OptimEye S5 is one of the most extensively used athlete tracking technology in elite sports. First rate GPS obtained movement statistics combined with Catapult’s distinctive suite of indicating inertial sensor measurements imparts the most challenging of practitioners invaluable understanding into the sportsperson’s performance.
OptimEye has the access to both GPS technology and GLONASS satellites which ensures high definition signals even in difficult situations.
Instant data provides players with the opportunity to improve their performances by using the objective information gathered through the device. Detailed data analysis after the game permits for the most granulated reports of both training and match sessions.

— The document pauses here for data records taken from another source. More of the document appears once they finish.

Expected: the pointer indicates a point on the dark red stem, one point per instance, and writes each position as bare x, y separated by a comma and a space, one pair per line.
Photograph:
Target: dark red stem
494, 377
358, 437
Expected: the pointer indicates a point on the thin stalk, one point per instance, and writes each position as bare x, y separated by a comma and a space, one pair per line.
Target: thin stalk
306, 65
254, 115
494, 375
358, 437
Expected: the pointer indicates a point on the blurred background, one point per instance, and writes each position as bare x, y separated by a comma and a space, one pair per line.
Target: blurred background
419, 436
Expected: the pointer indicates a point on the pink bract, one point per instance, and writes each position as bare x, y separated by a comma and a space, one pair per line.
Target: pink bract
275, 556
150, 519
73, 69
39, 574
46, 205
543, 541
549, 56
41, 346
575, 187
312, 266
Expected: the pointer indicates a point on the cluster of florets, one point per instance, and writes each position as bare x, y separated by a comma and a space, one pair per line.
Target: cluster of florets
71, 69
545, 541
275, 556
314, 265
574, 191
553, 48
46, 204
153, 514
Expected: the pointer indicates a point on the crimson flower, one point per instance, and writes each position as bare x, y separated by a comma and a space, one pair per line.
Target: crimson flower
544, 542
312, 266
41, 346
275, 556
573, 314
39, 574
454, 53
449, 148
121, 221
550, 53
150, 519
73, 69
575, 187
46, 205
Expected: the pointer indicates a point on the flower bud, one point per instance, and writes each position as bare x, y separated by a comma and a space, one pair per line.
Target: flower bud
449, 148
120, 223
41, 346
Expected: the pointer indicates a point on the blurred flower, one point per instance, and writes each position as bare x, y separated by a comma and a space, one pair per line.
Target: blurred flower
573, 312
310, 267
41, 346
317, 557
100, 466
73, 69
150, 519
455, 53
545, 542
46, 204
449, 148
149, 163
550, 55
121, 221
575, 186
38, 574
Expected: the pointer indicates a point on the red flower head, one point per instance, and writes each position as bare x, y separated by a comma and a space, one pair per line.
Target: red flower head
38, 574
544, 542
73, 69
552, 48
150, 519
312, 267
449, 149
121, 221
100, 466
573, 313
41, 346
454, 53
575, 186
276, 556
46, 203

From the intensified fast bowling in cricket to calculating the strides in ice hockey, OptimEye is the mix of inertial sensor statistics and machine feeding techniques which allows the sportsperson to respond to their specific sport related queries.
“I’ve done a lot of research into the different devices of GPS units and I’ve always been very, very satisfied about the accuracy and reliability of the Catapult devices. It’s become such a key part in what we do at training, the equipment is just part of the kit that the players wear. They’ll put the shorts and t-shirt on, they’ll put the GPS and the heart rate monitor on, and then they’ll get the shin pads and the boots on. It’s just part of the kit,” says Jamie Harley, Head of Sports Science, Newcastle United.
The number one goal of this system right now is trying to help prevent injury as well as help us with the rehab process. There are a lot of different things that go in to it, but the biggest thing is how can we monitor guys on the field to help us get the information? What do they really do at their position? How far does a receiver really run in practice? How fast does a receiver run in practice? Then create standards for each positional group to be able to say, ‘Well this guy has done four days in a row in this (work) rate zone, this guy is at risk of injury’,” said Eric Chiano,Strength and Conditioning coordinator, Buffalo Bills.